360 Degrees: Your thoughts on the return of the accountants' exemption
Q. What do you think about putting the accountants’ exemption back on the table? Should accountants be allowed to provide incidental financial advice, particularly in regard to SMSFs?
Mitchell Moroney principal, Moroney & Associates
The recent recommendation submitted to Treasury to reinstate the accountant’s exemption (withdrawn in 2016) will be a positive move in the right direction for not only the industry but also the general public. Clients looking to secure their retirement need one main trusted adviser to be by their side throughout the process. Yes, to have a successful and fruitful retirement there will likely be other parties involved e.g. financial planners etc.
However, the accountant being the main trusted adviser should be by their side the whole time. With the withdrawal of the accountant’s exemption, this fostered an environment where the general public were forced to engage multiple advisers to ensure that they abide by all the red tape put in place by the government.

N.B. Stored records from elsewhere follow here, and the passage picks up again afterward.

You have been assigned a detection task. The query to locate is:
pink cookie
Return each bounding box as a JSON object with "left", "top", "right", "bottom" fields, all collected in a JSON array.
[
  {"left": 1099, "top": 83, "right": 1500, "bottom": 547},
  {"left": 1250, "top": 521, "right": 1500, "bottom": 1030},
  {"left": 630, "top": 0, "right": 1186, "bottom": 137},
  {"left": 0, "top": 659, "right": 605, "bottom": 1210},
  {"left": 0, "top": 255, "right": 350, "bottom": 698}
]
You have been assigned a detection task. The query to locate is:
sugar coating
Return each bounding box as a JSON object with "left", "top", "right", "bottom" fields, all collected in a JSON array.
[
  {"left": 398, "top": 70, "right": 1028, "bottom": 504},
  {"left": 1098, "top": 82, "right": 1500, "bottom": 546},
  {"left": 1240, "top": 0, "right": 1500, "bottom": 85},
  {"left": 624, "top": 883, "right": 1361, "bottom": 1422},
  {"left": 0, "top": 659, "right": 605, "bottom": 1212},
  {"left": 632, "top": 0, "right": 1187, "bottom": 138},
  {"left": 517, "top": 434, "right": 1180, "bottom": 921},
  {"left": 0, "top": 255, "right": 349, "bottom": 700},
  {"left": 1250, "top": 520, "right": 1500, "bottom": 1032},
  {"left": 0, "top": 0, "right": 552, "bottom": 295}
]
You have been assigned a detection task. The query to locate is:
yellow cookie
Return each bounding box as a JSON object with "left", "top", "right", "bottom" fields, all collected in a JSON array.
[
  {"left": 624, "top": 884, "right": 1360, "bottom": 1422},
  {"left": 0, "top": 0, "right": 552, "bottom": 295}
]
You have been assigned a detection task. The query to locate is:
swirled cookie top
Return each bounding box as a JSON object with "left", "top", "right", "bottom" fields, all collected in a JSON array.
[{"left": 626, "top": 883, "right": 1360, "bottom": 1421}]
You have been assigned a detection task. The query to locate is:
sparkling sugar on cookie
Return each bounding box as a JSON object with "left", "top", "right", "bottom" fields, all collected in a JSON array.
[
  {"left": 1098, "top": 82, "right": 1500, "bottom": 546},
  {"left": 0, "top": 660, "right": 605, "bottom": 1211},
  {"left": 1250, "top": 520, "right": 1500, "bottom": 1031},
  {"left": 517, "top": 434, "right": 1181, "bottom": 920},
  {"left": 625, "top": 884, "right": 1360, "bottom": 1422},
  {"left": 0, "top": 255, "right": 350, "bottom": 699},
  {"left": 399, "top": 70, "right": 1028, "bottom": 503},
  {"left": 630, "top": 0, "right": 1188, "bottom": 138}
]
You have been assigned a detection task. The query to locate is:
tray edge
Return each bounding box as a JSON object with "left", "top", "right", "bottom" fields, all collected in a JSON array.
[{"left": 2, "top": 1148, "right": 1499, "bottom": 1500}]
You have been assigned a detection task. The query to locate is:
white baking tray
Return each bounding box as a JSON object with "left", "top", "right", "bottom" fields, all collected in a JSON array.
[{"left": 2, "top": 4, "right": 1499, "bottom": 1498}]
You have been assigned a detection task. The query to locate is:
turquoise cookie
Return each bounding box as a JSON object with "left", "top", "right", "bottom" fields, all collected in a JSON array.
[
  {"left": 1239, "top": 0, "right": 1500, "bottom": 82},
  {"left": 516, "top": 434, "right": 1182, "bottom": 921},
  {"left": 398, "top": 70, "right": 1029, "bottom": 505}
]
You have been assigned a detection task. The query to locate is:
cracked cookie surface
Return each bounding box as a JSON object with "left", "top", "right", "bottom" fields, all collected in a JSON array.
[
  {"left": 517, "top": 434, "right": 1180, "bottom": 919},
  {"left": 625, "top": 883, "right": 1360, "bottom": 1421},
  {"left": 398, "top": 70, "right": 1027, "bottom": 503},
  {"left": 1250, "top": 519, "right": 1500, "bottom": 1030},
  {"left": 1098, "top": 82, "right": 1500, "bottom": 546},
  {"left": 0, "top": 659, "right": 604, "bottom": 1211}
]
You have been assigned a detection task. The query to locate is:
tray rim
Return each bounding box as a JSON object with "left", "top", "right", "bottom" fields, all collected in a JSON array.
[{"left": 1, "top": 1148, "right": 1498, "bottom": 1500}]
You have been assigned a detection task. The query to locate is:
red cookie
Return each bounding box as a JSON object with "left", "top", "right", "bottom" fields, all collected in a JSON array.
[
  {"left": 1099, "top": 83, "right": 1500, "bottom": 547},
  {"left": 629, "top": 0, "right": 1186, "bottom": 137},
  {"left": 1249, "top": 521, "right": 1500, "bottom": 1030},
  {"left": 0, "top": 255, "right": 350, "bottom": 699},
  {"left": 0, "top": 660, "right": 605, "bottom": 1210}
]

This made for a costly and disjointed system where the client had multiple people pulling them in each direction without one person steering the ship. The reinstatement of the accountant’s exemption would mean although the accountant cannot give financial advice, they will be able to advise the client to establish and wind up SMSFs. This will allow the trusted adviser to be by the client’s side from the start until the end.
If the government truly has the best interest of the public at heart, they will re-establish the accountant’s exemption and allow the public access to the support and advisers they need.
Kaleem Ulah director and senior consultant, The Kalculators
I think it’s a really good move by the government, especially by the Treasurer, to put this back on the table. There are a lot of clients who can not afford a financial adviser. And there is a relationship between an accountant and the client, I believe, that they meet really often and there is a trust there.
Clients believe that their accountant can help them with these sorts of things, but then when they ask us for advice, we are really limited on that and we can’t say anything at all on some things. So, we know these things, but we can’t disclose them due to these restrictions. I think if accountants were enabled to provide incidental financial advice, their clients would gain in confidence, besides also saving money.
There is a moment there when your clients have small SMSFs and they don’t want to pay all these fees to financial advisers to get that advice written up for them. But I do think there should be a certain line that accountants aren’t able to cross. After that, if its complicated advice, clients should be referred to a financial adviser. This level should be regulated by the bodies, they need to impose the limitations.
Well trained people need to move in and help them with these things.
Carolyn Geyer principal, Geyer Accountants
Definitely a yes from me. An SMSF is a structure like any other that we should be able to recommend to our clients in structuring their affairs. Accountants are considered trusted advisers and many clients rely on their accountant for basic investment advice on SMSF and super contributions but we are unable to answer their questions.
Not having the accountant’s exemption has made it difficult to simply point the client in the right direction with some basic incidental financial advice. As a result, many people have opted out of getting advice due to the cost and not knowing the adviser. This has led to people, who don’t have a lot money, not getting some basic financial advice.
It is the lower income earners who need to be pointed in the right direction or some good incidental advice. A good financial plan is very important; however, it is expensive and out of the reach of many people whether they have an SMSF or not. It seems crazy but we can’t advise a client to close their SMSF and transfer their superannuation elsewhere, when their SMSF is losing money and they are going backward financially.
We recommended that they seek advice from a financial planner but the client struggled to afford the service. Accountants should be able to provide clients with basic comparisons between an SMSF and an industry fund and a retail fund.
Dr Frank Maisano academic, RMIT University
An exemption for professional accountants in advising clients on basic and/or incidental financial matters is a strategy which should be investigated thoroughly. The nature and scope of the professional accountant leads to an inherent, high level of acquired financial knowledge, with accounting and finance going hand in hand when delivering high quality service to clientele.
Particularly accountants in small practice, their clientele have a level of trust in them, and being able to deliver an end-to-end solution for clients in this situation can only enhance clientele experience, especially with regard to the popularity of SMSFs.
In accounting and financial matters, if clientele are forced into a fractured system, having to contract the services of multiple firms and/or professionals, to deliver these services, it will lower the client experience, increase the use of resources, and undermine the current trend of streamlining processes and increasing efficiencies in all aspects of business.